Weather-Driven Market Activity
The natural gas markets have been highly volatile throughout the fourth quarter of this year, responding sharply to weather-related changes. Prices surged on news of severe weather and eased as conditions improved. For example, the hurricane and tropical storm season ended with minimal impact on Gulf Coast infrastructure. However, November brought temporary rig shutdowns, leading to a 10% jump in mercantile markets, followed by a swift easing once “all clear” announcements were made.
Monthly Settlements and Trends
- October 2024: NYMEX settled at $2.585, compared to $2.764 in October 2023.
- November 2024: Warmer-than-average temperatures across the Northeast and Midwest contributed to a settlement of $2.346, significantly lower than November 2023’s $3.164.
During November, news regarding LNG facilities—such as the Plaquemines facility and Cheniere Energy Inc.’s Corpus Christi stage 3 train—caused a brief jump in December futures. These facilities are expected to start liquefying gas by the end of 2024.

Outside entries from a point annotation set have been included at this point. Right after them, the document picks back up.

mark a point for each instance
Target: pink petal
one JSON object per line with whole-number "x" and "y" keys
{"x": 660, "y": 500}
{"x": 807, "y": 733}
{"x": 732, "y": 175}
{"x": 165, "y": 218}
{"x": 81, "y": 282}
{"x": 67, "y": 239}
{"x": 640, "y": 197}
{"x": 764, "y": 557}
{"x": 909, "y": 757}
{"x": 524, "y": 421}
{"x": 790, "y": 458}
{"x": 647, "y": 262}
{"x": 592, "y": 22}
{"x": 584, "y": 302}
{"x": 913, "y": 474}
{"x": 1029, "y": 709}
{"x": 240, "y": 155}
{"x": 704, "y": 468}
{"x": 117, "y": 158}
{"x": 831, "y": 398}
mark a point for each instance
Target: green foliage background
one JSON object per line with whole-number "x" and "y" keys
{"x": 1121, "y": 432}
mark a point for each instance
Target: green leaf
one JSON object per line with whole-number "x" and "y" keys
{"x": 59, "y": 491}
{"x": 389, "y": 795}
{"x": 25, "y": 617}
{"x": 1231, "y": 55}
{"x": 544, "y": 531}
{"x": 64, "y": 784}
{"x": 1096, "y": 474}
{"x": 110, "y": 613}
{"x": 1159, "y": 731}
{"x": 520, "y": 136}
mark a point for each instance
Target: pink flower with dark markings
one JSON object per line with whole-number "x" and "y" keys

Northeast Basis and Volatility
The Northeast basis rose in anticipation of cold weather in the Northwest, Upper Midwest, and Northeast. As cold temperatures materialized, the last week of November saw extreme volatility, with prices jumping 10% on some days and easing 5%–10% on others. Each price run was mitigated by strong storage levels.
Storage Levels and December Settlement
The December 2024 settlement closed at $3.431, slightly above December 2023’s settlement. Robust storage levels nearing the 4 TCF mark—levels not seen since 2016—played a key role in moderating price activity. This storage strength helped maintain the 2024 annual average at $2.269, below annual averages since 2020, which settled at $2.077.
Looking Ahead to January 2025
January 2025 futures are trading between $3.10 and $3.30. As more news emerges about LNG facility liquefaction, market focus will shift from storage levels to production. Production is currently averaging 102.6–102.8 BCF/day, with demand slightly below this figure. However, additional feedgas requirements (2–3 BCF/day) for new and existing facilities will reduce this surplus.
The coming year is expected to bring significant attention to geopolitical issues and LNG export approvals and volumes. These factors will likely shape market dynamics and drive industry focus throughout 2025.